I remember watching Julia Child as a kid. She was on the PBS channel after my Saturday morning cartoons. I loved her enthusiasm and passion for French cooking. When she made a mistake, she would just keep right on going! Whenever I make a mistake cooking, I think, "What would Julia do?" Her food looked so decadent and fancy, but she insisted it was easy.
Years later, I discovered she was right! It is decadent, fancy AND easy!
I just recently learned how to make coq au vin. It is so delicious and easy, I make it once a month or so. Cooking with wine sounds expensive, but it's not. We are wine drinkers, and try to drink a glass a night with dinner ($5 bottle, not Dom Perignon!). Sometimes, we open a bottle, we don't finish it, and we accidentally leave it open too long. Wine starts to turn to vinegar pretty rapidly if you leave it open too long and it starts to oxidize. Instead of throwing it out, I make coq au vin with it.
I tried a slightly different technique with my coq au vin this time. I took pieces of chicken with veggies and marinated it in the wine with some herbes de provence. I love marinades. I thought, why can't you marinade coq au vin? It has such a wonderful rich flavor, I thought it would be even better if the chicken marinated and allowed the wine to permeate the meat.
I let it marinade 2 days. I browned the chicken in a large dutch oven, then put all the veggies and the wine marinade in.
It simmered for about 1 1/2 hours.
Meanwhile, I prepared a dessert treat. Poached pears.
I took a pear, peeled it, cut in half, and cut out the core. I put it in a small oven safe pan. Made a mixture of 4 tablespoons lemon juice, cinnamon and sugar, a teaspoon of cognac (optional), and about 4 tablespoons water. I poured it over the top of the pears. Covered with lid, and baked it in the oven at 325F for about 45 minutes until the pears were soft.
Always have a big leafy salad with lots of colorful veggies at every meal. Always.
I served the coq au vin. I should have taken all the pieces out and made a reduction with the juices, but...I was hungry. And lazy. So the sauce is bit more watery than it should be.
I plated the pear with a scoop of homemade dark chocolate gelato and fresh blueberries.
Looks decadent, fatty and rich, doesn't it? It all looks like something we are cheating on, or shouldn't do.
Not so fast. Here's the breakdown
Coq au Vin with salad:
Poached Pears with Dark Chocolate Gelato and Fresh Blueberries:
Net total for the whole meal:
You've got a serving of protein, big pile of veggies, and a serving of fruit for less than 400 calories. It is neither low carbohydrate nor low fat, but it's the right mix of things you need to be healthy. Notice that there are no starches, however. You can add a small piece of bread, if you like. I felt it was unnecessary.

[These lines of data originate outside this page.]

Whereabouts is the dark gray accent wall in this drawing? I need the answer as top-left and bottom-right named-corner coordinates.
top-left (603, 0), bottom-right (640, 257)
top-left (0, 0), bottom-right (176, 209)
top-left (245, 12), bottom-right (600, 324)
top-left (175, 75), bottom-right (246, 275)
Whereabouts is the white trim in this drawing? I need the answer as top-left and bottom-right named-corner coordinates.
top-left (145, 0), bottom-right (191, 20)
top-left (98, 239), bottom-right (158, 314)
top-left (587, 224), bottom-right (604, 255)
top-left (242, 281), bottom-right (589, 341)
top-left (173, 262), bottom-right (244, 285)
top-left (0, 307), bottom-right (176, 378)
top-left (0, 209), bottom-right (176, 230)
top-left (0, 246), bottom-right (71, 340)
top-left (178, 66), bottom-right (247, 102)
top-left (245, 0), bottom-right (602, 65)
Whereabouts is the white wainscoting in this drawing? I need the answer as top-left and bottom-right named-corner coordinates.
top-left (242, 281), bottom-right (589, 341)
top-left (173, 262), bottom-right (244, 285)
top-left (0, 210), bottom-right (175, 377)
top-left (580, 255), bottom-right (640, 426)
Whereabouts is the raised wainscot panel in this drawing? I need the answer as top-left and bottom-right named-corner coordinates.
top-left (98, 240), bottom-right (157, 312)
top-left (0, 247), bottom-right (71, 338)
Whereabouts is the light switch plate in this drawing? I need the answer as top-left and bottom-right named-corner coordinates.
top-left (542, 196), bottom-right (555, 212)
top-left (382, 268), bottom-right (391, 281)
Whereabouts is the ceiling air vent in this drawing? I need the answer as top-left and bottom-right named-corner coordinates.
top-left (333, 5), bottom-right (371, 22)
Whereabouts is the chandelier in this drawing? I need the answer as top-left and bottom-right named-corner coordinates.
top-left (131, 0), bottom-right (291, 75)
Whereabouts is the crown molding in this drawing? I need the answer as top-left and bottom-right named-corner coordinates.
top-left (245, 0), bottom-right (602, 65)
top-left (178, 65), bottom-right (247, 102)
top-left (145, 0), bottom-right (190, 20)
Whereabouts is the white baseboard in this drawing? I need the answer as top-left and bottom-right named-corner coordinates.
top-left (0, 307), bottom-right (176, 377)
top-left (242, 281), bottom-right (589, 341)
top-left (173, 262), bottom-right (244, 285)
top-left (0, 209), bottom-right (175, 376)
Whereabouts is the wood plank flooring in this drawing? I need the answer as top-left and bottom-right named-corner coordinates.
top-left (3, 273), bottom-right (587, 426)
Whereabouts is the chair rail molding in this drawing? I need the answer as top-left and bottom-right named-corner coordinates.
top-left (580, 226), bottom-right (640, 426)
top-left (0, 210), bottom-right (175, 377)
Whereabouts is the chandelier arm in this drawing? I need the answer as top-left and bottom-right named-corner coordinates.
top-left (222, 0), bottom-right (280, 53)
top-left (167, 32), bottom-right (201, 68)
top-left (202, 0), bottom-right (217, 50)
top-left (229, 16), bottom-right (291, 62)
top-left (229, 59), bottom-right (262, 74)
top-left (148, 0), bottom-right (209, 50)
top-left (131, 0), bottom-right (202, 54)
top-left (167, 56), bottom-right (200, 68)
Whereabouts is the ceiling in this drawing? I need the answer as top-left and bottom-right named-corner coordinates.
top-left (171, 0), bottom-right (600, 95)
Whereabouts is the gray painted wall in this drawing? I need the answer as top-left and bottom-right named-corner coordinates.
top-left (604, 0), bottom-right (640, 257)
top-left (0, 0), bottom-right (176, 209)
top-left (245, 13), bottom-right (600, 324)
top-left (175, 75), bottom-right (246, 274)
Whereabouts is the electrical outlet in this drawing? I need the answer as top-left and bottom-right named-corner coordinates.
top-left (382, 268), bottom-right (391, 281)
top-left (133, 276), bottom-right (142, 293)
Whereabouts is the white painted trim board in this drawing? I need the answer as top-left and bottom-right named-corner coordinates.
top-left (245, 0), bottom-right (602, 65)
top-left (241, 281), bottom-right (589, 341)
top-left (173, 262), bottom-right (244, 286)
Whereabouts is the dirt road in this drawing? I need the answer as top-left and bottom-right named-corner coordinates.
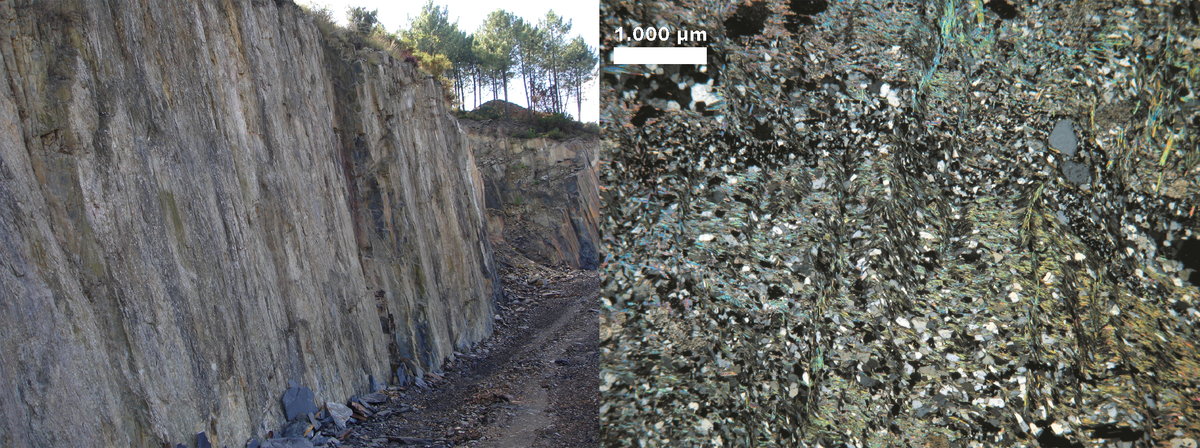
top-left (331, 269), bottom-right (600, 447)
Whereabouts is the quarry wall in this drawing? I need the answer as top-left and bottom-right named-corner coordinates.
top-left (0, 0), bottom-right (502, 447)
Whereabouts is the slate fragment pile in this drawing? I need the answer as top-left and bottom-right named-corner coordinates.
top-left (600, 1), bottom-right (1200, 447)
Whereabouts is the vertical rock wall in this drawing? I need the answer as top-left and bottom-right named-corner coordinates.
top-left (0, 0), bottom-right (500, 447)
top-left (462, 120), bottom-right (600, 269)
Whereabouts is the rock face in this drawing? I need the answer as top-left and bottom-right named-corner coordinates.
top-left (462, 119), bottom-right (600, 269)
top-left (0, 0), bottom-right (502, 447)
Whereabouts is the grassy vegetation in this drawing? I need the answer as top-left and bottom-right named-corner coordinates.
top-left (300, 5), bottom-right (457, 104)
top-left (455, 104), bottom-right (600, 139)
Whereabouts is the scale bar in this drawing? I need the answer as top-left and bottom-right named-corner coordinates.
top-left (612, 47), bottom-right (708, 65)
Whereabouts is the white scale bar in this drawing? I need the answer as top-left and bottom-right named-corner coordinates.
top-left (612, 47), bottom-right (708, 65)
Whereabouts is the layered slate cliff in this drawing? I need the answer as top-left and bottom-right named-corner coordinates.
top-left (0, 0), bottom-right (502, 447)
top-left (462, 117), bottom-right (600, 269)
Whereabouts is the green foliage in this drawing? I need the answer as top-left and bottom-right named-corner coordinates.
top-left (346, 6), bottom-right (380, 36)
top-left (455, 106), bottom-right (504, 121)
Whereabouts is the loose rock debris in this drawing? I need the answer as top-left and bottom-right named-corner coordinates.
top-left (600, 0), bottom-right (1200, 447)
top-left (251, 263), bottom-right (599, 447)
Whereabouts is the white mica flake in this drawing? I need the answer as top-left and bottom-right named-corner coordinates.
top-left (1042, 273), bottom-right (1055, 285)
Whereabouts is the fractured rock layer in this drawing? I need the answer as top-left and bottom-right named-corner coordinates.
top-left (0, 0), bottom-right (500, 447)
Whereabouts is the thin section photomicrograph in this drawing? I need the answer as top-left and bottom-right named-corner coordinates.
top-left (600, 0), bottom-right (1200, 447)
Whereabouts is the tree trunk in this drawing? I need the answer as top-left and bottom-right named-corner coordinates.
top-left (502, 70), bottom-right (512, 120)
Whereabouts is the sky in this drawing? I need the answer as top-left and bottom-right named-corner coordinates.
top-left (301, 0), bottom-right (600, 121)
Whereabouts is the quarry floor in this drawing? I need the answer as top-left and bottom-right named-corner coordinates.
top-left (341, 263), bottom-right (600, 447)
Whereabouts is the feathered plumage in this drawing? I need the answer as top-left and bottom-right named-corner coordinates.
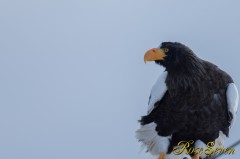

None of it is overwhelming. When we finished our meal, we were satisfied, not stuffed. When was the last time you had a fruit serving at dessert, and for less than 100 calories? Here is apparently the French secret to dessert. The combination of the lemon citrus, the pear, and the chocolate gelato blends together so well, you aren't screaming for more at the end. Less is more. The other trick (metabolically) is the fructose from the fruit, and the small bit of fat from the gelato prevents your insulin from surging. No raging mood swings. No sugar high, then crash. No hunger pains an hour after dinner.
Julia Child was 91 when she died. If any of this is unhealthy, let's just say I'd rather eat this unhealthy with cognac poached pears in my belly.